Monde
Un centre anti-Ebola pour Américains met le feu aux poudres au Kenya
À Nanyuki, des centaines de manifestants ont défilé contre un centre de quarantaine destiné à des Américains potentiellement contaminés par Ebola. Entre…


À Nanyuki, des centaines de manifestants ont défilé contre un centre de quarantaine destiné à des Américains potentiellement contaminés par Ebola. Entre peur du virus et sentiment d’être pris pour une décharge, la colère gronde.
Mardi, la ville kényane de Nanyuki a vécu une journée sous tension. Des centaines d’habitants ont envahi les rues pour dénoncer l’installation d’un centre d’isolement réservé à des Américains présentant un risque d’Ebola. Ce centre, construit sur la base aérienne de Laikipia, est presque terminé. Il doit accueillir 50 patients, géré par les États-Unis. Mais la population locale refuse d’accueillir un virus que le Kenya n’a jamais connu sur son sol.
Les manifestants, certains vêtus de combinaisons de protection, ont promené un cercueil marqué « Ebola ». La police a tiré des gaz lacrymogènes à plusieurs reprises. Plusieurs arrestations ont eu lieu. « Nous n’avons pas cette maladie dans ce pays, ils veulent importer un virus chez nous », a lancé Zipporah Wachira, 30 ans. Un défenseur des droits humains, Mwangi Wangai, a résumé le sentiment général : « Les Américains peuvent prendre leur Ebola et le ramener chez eux. » Beaucoup dénoncent l’attitude des États-Unis, qui refusent de soigner leurs citoyens malades sur leur propre territoire. « Pourquoi considèrent-ils notre pays comme une décharge ? » s’est interrogée Priscilla Waimani, drapeau kenyan sur les épaules.
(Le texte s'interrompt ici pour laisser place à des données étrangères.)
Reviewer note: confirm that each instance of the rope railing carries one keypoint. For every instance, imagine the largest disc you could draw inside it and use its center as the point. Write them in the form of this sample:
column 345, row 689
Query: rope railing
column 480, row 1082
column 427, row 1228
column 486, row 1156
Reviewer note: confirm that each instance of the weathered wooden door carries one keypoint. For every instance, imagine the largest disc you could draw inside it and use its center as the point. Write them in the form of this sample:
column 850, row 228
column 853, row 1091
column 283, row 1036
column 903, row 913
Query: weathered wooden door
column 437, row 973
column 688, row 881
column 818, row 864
Ce n’est pas la première fois que le projet suscite la colère. Le 1er juin, des riverains avaient déjà manifesté devant la base. Deux personnes avaient été tuées par balles, selon des défenseurs des droits humains. La police kényane est régulièrement critiquée pour sa brutalité. En parallèle, la justice a ordonné la suspension du centre, estimant qu’il allait à l’encontre de l’intérêt commun. Mais le gouvernement de William Ruto a promis de poursuivre le projet. Il invoque une dette envers Washington pour des années d’aide. Les États-Unis ont d’ailleurs promis 13,5 millions de dollars pour préparer le Kenya à une éventuelle épidémie. L’OMS rappelle toutefois qu’une telle initiative ne peut fonctionner sans l’adhésion des communautés locales. L’exécutif est aussi critiqué pour avoir signé l’an dernier un accord sanitaire donnant accès aux données de santé des Kényans aux Américains, en échange de subsides. La méfiance est à son comble.